Not all the survivors of Boko Haram’s war have such opportunities. In Borno State, the epicenter of the crisis, classes were canceled for two years. There and in two neighboring states, roughly 500 schools have been destroyed, 800 are closed, and more than 2,000 teachers have been killed.

Many women held prisoner by Boko Haram return to communities that fear them and families that shun them. Gloria doesn’t know when, if ever, she can resume her old life. “There’s nothing left at home to go back to,” she said.

In May 2019, a week before the start of their summer vacation, the Chibok students prepared to mark the anniversary of their release from captivity. “It’s very sad because we remember our sisters in the forest,” said Amina Ali, as she dressed for dinner after a day of rehearsals for the day’s events. “And here we are, happy.”

The next day the drama club performed a play in which two girls were kidnapped for ransom and their families fought to bring them back. The script poked fun at ineffective police, lazy elected officials, and greedy kidnappers. When the captives were freed and reunited with their families, the audience burst into applause. At the end, a row of students read messages for their missing classmates before a balloon release.

A few unique factors propelled the Chibok kidnapping to the national and then international stage: the number of victims, the fact that they were taken from school, and the organized efforts of the community to publish their names and photos. For weeks after the kidnapping, Nigerians with signs and duct-taped mouths swarmed Unity Fountain, a sparse park sandwiched between lanes of speeding cars in central Abuja. The hashtag #BringBackOurGirls became a global cry.
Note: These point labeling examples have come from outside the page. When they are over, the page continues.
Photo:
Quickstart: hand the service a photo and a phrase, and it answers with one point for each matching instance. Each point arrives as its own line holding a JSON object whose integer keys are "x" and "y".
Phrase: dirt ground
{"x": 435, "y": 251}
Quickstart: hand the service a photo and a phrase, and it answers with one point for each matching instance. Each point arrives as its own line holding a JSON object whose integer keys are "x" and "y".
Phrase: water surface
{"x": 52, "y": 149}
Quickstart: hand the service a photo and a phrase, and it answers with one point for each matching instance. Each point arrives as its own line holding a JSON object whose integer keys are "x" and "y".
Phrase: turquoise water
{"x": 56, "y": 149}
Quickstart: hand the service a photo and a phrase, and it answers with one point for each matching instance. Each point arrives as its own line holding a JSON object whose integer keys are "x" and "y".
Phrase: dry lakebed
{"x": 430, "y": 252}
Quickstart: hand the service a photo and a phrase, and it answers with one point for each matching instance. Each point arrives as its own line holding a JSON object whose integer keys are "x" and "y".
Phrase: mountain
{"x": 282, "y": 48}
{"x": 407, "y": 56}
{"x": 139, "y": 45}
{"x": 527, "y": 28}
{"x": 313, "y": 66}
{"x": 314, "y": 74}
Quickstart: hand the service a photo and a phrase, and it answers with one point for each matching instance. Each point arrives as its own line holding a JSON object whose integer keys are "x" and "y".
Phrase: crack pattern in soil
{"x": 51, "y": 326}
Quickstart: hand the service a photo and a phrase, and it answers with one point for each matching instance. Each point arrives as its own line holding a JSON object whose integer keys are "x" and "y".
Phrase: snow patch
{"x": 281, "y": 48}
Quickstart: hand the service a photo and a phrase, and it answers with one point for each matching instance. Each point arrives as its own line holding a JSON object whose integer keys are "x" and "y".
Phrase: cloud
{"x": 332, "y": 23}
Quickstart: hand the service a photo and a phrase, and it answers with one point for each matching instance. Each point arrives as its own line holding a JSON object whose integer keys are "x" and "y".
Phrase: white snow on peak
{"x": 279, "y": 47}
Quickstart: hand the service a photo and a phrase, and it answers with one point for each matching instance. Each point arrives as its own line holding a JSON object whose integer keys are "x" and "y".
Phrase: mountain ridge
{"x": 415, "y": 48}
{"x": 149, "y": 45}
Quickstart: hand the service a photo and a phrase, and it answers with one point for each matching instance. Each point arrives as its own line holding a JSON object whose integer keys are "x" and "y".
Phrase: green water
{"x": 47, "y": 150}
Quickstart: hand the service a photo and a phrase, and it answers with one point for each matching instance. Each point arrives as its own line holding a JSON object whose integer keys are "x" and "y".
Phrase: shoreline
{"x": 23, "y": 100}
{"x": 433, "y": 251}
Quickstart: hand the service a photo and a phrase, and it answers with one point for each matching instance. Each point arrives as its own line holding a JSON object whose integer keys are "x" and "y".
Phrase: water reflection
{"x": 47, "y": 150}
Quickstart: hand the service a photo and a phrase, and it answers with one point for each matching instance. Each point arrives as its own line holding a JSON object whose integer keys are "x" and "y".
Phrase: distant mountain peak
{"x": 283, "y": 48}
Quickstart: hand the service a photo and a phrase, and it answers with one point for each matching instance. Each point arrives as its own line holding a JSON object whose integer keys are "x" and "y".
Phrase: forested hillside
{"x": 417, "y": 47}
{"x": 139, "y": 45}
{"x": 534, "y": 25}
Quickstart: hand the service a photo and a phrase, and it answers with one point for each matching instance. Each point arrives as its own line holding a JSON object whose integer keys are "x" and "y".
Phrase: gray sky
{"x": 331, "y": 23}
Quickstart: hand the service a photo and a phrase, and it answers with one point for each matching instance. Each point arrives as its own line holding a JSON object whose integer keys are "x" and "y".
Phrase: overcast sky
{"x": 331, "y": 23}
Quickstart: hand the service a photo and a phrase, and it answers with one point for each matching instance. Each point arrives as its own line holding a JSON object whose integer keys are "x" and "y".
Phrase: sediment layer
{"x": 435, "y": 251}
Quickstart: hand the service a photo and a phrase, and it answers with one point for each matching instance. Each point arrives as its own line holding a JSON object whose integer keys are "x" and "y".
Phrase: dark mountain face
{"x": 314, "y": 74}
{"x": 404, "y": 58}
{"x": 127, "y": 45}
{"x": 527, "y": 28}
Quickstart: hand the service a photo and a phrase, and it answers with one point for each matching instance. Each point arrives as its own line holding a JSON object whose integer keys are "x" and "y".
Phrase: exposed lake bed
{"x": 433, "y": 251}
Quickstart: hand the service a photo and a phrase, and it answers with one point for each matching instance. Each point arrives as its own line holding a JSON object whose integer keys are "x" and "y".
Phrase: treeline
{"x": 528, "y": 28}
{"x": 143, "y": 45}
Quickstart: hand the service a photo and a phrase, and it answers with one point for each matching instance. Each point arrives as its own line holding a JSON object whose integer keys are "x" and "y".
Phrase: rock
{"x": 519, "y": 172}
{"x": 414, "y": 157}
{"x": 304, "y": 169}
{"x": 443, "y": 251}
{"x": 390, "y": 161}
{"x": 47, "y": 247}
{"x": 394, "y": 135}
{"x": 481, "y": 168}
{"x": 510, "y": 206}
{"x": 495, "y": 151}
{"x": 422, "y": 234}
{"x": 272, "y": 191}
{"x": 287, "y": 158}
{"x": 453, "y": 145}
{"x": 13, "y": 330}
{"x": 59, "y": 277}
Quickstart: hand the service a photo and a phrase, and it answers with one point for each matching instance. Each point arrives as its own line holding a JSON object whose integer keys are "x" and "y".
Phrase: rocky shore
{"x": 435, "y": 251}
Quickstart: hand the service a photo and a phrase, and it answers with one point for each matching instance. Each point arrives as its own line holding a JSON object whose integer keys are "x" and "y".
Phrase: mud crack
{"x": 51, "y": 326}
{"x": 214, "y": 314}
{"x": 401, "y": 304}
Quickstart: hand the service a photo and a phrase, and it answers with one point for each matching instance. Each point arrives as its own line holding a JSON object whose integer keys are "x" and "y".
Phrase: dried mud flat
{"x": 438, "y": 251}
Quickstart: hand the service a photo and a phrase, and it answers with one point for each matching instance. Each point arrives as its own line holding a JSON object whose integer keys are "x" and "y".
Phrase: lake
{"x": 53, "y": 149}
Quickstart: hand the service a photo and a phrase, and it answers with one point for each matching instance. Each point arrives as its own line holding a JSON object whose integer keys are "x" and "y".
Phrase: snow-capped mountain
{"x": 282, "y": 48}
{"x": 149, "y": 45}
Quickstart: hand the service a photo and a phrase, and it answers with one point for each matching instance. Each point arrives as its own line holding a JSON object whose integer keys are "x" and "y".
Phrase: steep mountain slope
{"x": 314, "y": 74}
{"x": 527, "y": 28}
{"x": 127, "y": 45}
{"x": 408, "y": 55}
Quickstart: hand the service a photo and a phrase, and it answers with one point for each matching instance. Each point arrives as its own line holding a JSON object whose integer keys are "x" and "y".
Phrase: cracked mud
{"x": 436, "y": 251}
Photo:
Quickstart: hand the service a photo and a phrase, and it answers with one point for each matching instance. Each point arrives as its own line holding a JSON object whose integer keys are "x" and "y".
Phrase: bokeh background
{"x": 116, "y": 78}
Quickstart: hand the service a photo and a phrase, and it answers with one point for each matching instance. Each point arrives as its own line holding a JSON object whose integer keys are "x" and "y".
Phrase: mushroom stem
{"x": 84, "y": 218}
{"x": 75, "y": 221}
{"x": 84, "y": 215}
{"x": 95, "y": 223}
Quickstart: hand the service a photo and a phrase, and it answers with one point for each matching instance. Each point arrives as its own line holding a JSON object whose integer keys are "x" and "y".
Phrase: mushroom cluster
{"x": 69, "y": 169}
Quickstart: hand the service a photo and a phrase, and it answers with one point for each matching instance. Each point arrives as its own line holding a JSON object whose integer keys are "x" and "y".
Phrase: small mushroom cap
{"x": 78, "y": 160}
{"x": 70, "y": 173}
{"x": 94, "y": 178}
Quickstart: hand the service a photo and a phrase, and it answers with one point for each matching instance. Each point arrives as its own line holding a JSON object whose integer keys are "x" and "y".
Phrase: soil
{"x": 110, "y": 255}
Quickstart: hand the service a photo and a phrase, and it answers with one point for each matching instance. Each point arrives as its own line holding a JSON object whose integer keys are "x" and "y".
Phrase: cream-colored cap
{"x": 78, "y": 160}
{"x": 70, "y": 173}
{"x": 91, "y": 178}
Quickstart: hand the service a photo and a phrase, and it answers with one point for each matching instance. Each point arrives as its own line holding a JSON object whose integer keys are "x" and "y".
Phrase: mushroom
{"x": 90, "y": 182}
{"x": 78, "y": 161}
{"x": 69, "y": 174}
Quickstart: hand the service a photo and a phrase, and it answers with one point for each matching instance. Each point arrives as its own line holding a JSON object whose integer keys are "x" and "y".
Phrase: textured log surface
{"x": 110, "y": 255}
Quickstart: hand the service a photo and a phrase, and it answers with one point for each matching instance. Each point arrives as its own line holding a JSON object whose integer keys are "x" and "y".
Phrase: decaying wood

Six years later, a handful of protestors are left. The prevailing attitude in Nigeria, said a businesswoman named Aisha Yesufu, who wore a red hijab with “Bring Back Our Girls Now” printed on the front, is that most of the girls have returned and society should move on.

Every day at 5 p.m. she and a few others gather in the same park for a quick protest. “When will we stop?” Yesufu bellowed. Cars honked, and the sky threatened to release another torrent of rain on a wet spring day.

“Not until they’re back!” the men around her responded. All but one of them were related to a kidnapped student. “The fight for Chibok is the fight for the soul of Nigeria!”